それは試合後半、僕の隣にいるMANAMIさんとの1V1のせいであった。彼女の建築があまりにも速くて、それに当てられてしまったのだ。
──一瞬敗けを確信した。彼女のエイムが定まらなかったお陰で生き残ることができたのだ。
僕は命拾いをしたという、焦りにも似た恐怖によって、彼女を打ち負かすべく大会の最中にも拘わらず普段よりも建築スピードを上げてプレイしてしまった。その結果ミスをした。
「おめでとうございます!今の心境はどうですか?」
芸人さんの元気な声が聞こえた。
「まだあと2戦ありますが、素直に嬉しいです」
ハキハキとした声でYummy君が話す。
僕は自分のメンタルコントロールを行う。大会では初戦の結果が振るわなくとも2戦目、3戦目で取り返すことができる。卓球やバレーボールでも1セットを奪われてしまった後、2セット目、3セット目で驚異的な集中力を発揮して逆転することはよくある。それをするためにはやはりメンタルのコントロールが大事だ。

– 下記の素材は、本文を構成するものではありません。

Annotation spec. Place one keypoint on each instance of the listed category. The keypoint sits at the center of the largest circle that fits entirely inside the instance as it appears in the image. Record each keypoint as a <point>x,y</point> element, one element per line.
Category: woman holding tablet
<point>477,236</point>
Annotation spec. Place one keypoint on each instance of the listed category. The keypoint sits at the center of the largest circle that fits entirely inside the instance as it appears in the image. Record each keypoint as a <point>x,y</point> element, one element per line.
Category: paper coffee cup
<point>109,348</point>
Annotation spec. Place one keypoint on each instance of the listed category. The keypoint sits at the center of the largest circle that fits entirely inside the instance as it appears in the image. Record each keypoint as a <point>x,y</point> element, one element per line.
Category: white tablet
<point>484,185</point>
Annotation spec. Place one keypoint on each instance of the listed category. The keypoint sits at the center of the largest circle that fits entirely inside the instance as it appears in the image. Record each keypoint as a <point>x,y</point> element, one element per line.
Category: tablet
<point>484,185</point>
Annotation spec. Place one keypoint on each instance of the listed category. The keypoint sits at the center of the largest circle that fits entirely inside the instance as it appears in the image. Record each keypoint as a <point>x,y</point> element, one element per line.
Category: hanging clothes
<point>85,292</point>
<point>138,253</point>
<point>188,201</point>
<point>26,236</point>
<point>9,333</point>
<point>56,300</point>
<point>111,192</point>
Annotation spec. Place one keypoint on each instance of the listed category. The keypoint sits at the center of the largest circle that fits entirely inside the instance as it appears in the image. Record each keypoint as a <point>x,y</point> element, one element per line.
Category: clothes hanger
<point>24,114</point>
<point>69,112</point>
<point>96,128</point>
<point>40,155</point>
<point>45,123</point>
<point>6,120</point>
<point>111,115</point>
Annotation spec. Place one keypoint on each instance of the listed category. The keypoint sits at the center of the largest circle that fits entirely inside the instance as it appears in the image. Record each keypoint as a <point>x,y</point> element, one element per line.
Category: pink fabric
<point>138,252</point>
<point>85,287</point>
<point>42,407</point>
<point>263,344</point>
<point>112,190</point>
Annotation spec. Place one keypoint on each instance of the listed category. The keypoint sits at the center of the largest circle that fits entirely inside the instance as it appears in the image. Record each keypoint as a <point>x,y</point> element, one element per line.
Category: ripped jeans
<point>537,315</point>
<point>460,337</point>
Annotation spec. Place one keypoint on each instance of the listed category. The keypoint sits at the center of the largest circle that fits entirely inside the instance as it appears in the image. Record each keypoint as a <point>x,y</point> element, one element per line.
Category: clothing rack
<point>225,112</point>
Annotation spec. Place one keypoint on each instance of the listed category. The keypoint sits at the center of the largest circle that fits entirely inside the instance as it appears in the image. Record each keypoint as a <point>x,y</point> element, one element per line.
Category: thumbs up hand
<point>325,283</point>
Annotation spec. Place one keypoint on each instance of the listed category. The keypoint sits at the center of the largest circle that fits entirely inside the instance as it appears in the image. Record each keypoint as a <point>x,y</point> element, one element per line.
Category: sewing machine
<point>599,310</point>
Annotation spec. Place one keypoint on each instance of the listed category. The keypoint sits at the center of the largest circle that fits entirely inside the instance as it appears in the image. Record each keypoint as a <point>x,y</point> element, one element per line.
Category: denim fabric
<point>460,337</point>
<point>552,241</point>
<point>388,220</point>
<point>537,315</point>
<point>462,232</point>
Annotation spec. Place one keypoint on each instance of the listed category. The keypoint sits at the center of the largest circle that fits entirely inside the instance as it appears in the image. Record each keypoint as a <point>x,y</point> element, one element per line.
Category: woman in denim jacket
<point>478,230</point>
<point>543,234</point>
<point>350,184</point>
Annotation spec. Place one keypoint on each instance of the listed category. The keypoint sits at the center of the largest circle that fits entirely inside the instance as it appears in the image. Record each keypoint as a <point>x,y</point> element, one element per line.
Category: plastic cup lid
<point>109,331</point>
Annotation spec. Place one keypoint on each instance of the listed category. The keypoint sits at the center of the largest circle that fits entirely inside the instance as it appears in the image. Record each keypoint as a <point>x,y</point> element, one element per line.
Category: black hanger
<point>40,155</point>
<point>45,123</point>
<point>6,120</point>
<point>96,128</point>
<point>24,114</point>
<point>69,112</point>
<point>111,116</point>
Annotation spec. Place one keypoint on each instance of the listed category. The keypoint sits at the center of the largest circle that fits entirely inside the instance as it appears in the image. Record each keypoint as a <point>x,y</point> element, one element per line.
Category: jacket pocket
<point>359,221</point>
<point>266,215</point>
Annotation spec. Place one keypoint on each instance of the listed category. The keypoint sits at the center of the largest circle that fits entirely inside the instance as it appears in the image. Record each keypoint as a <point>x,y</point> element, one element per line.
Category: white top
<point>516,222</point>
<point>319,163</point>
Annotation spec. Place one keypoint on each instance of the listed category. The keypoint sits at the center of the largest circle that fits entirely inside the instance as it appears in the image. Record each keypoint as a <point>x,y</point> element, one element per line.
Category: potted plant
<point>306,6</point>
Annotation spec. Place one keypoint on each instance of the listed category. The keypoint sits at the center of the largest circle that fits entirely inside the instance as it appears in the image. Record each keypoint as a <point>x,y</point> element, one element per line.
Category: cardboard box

──ここは、MANAMIさんに殺られて12位をとるよりかはかなりマシだと考えよう。現在キルポイントと順位の集計中だが、十分優勝を狙える順位のはずだし。よし、いつも通りのプレイをしよう!
僕は深呼吸をして頭を切り替えた。しかしここで隣のブースのMANAMIさんから声が聞こえてきた。
「よし、これでもう大丈夫」
何が大丈夫なのだろうか?彼女も自分のメンタルコントロールをしたのだろうと僕は結論付けると、インタビュアーである芸人さんの声が耳に入った。
「次のマッチはどのような作戦で行くか決めてますか?」
中々攻めた質問だ。対戦相手が後ろにいるというのに、作戦をバラす選手がいるのだろうか?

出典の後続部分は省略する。